Another court has denied bail to Hong Kong media tycoon and democracy campaigner Jimmy Lai ahead of his April trial.
He is accused of colluding with foreign elements to endanger national security, apparently for tweets he made and interviews or commentaries he gave to international media.
Hong Kong’s High Court said it would publish its reasons for rejecting Thursday’s application at a later date.
Last week the Court of Final Appeal ruled a lower court’s decision last year to grant Mr Lai bail applied “an erroneous line of reasoning”, but allowed his team to go to the High Court.

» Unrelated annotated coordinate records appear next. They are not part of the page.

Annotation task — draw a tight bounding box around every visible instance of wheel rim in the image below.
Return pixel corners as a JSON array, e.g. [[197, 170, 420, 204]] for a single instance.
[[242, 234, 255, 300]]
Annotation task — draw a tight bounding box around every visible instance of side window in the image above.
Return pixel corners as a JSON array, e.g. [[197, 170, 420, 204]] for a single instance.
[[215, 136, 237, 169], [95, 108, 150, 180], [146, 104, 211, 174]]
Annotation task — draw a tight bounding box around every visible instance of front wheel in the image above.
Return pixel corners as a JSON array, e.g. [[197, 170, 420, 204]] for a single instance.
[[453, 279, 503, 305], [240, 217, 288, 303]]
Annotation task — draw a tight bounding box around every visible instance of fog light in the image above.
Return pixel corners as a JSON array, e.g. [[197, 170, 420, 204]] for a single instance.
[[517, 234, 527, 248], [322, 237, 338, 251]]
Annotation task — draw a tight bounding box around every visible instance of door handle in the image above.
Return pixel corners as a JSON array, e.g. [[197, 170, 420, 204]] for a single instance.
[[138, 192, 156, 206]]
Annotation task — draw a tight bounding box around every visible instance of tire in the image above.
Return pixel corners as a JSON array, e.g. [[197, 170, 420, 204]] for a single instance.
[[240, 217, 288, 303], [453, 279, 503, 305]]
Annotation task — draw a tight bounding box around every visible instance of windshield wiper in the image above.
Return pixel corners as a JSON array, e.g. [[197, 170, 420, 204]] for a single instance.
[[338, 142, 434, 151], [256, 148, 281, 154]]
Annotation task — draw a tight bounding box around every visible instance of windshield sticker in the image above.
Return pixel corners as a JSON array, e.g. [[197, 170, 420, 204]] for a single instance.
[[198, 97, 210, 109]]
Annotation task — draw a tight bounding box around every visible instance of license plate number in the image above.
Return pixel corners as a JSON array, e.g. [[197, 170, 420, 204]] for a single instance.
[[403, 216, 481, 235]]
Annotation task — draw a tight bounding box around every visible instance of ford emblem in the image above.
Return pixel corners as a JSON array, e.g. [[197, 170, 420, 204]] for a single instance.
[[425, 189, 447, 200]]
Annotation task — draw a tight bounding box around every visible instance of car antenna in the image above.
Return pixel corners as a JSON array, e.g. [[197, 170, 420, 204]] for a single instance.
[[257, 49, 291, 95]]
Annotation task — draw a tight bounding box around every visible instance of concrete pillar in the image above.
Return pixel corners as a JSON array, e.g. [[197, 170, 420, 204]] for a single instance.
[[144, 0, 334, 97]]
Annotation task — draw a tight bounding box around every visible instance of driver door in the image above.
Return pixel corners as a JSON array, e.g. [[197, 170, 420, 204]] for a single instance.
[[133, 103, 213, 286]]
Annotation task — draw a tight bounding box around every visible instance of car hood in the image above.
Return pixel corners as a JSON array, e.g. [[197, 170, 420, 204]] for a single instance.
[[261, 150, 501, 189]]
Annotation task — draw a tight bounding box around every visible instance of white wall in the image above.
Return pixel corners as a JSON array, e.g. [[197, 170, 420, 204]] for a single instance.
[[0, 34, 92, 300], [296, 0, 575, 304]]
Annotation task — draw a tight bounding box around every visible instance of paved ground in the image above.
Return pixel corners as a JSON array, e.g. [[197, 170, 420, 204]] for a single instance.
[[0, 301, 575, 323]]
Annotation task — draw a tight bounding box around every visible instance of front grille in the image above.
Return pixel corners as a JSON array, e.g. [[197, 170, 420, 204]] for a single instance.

Arrested and charged in early December, Mr Lai also faces fraud charges after police raided the offices of his Apple Daily newspaper.
The tabloid and other media reported on Wednesday that, while in custody, he was arrested again on suspicion of assisting a fugitive China captured at sea last year.
The 72-year-old is one of several activists facing charges and possibly lengthy prison terms under the semi-autonomous Chinese territory’s new national security law.
In January, Hong Kong pro-democracy activist Joshua Wong, who is serving a 13-month prison sentence for organising and participating in an unauthorised protest in 2019, was arrested in jail on suspicion of violating the controversial national security law.
Beijing imposed sweeping new laws last June, drawing condemnation from the West and prompting several countries, including Britain, Australia and Canada, to suspend extradition treaties with Hong Kong.
Democracy activists see it as a crackdown on free speech and political dissent.
Critics say it undermines freedoms enshrined in the “one state, two systems” plan China agreed to follow when taking control of the former British colony in 1997, but supporters believe it brings much-needed stability after prolonged pro-democracy protests.